The Black List 2013 – Part 3: One or Two Line Spaces before Master Scene Headings?
I was originally going to look at the prevalence of using non-standard fonts and font-sizes on title pages, but I’ll do that next time. Since I looked at the incidence of bold, underlined and bold and underlined scene headings last time, I thought it would be better to look at something somewhat related — the spacing that comes before master scene headings.
Why is the discussion somewhat related? Because I found a not-so-surprising correlation between using only one blank line space and using bold scene headings.
First, let’s look at the numbers:
- Of the 72 scripts, 59 used two blank lines before master scene headings (81.9%).
- That means 13 — used one blank line (18.1%).
- Of the 13 scripts that used one blank line space, a full 8 of them used bold scene headings (61.54%).
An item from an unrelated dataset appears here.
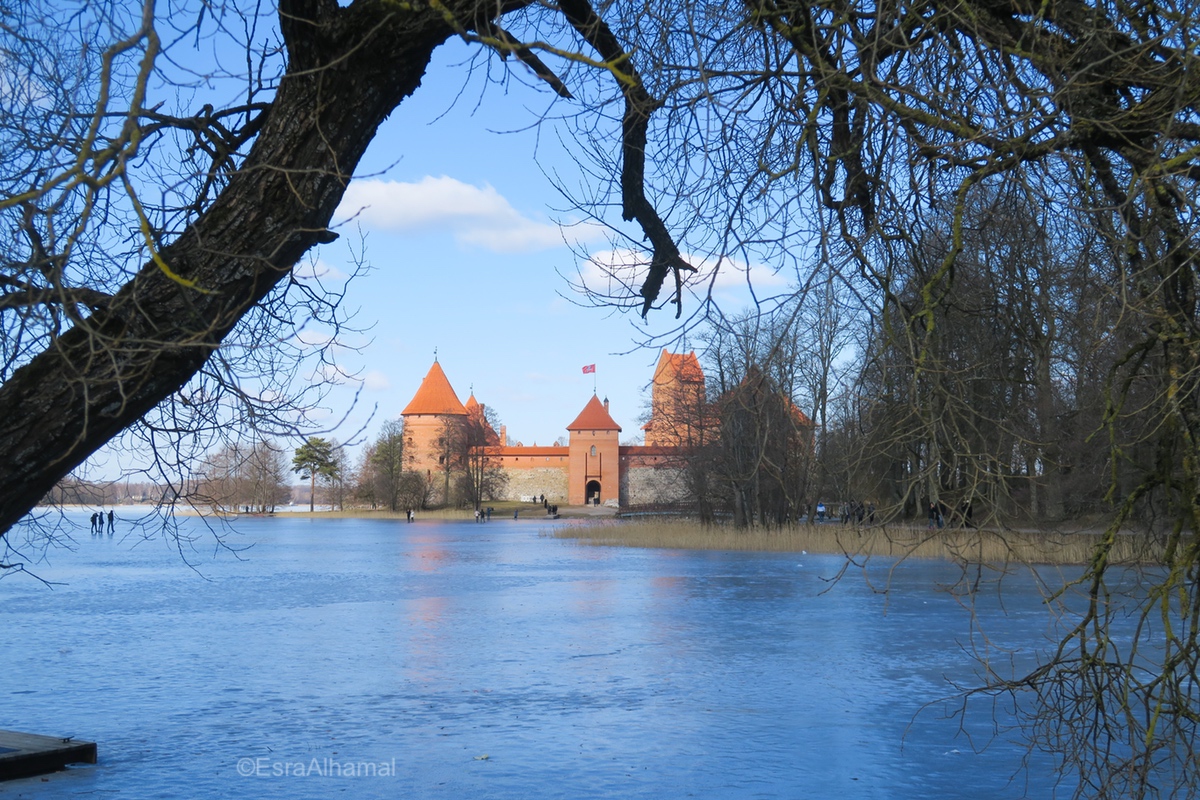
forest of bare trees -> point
(994, 200)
- That’s almost double the overall percentage of scripts that used bold scene headings this year (33.33%)! [See previous article]
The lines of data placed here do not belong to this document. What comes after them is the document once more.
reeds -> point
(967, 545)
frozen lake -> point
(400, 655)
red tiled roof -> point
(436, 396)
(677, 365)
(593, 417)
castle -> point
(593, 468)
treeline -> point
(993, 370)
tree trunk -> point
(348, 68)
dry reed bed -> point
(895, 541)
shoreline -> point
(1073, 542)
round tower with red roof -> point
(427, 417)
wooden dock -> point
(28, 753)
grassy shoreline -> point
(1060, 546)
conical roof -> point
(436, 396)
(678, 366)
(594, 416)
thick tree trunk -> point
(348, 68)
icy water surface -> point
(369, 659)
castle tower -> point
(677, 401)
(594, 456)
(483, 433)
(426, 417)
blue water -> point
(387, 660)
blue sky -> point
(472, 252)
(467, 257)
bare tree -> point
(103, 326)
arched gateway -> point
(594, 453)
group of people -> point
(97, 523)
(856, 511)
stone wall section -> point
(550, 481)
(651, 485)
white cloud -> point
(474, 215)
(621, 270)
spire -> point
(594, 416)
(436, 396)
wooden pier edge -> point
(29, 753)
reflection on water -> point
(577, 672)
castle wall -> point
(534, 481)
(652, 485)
So why are scripts that use a single line space almost twice as likely to use bold scene headings?
It’s simple — the whole point of having two blank line spaces is to break up the pages, inject some white space and make the script feel less dense. If you use a single line space, then adding bold to the scene heading helps to do the same thing. It visually “chunks” up the page and makes it easier for the reader to see when a new scene starts.
Page Count and Spacing for Scene Headings
If you look at the median page count of those 13 scripts that used one blank line and compare it to the median page count of all the scripts in the 2013 Black List — the number is the same: 110 pages.
In a typical script if you change from triple-spacing (two blank lines between scenes) to double-spacing (one blank line between scenes) you can actually cut your page count by two or sometimes three pages. I may be wrong, but I suspect that at least a few of the writers opted for double spacing and bold scene headings, versus triple spacing and no bold, to lower their page count.
No readers really care if you double or triple-space your scripts (i.e. use one blank line or two before scene headings). They might not even notice. What they do notice is the amount of white space in your scripts.
If you’re consistently using 5 to 8 line paragraphs in your scene descriptions, you run the risk of irritating a reader. It won’t matter if you’ve left two blank lines between your scene headings because the script will just feel dense. Try to limit your paragraphs to 3 or 4 lines.
It’s worth pointing out that the script that topped the 2013 Black List — Holland, Michigan by Andrew Sodroski — used the bold scene headings and single blank lines approach. I have no idea as to Andrew’s thought processes, but the script clocked in at 117 pages. And 117 pages has a whole lot nicer ring to it than 120 pages — which it might have been if he had used triple-spacing (two blank lines).
Then again, he might have just liked the way it looked.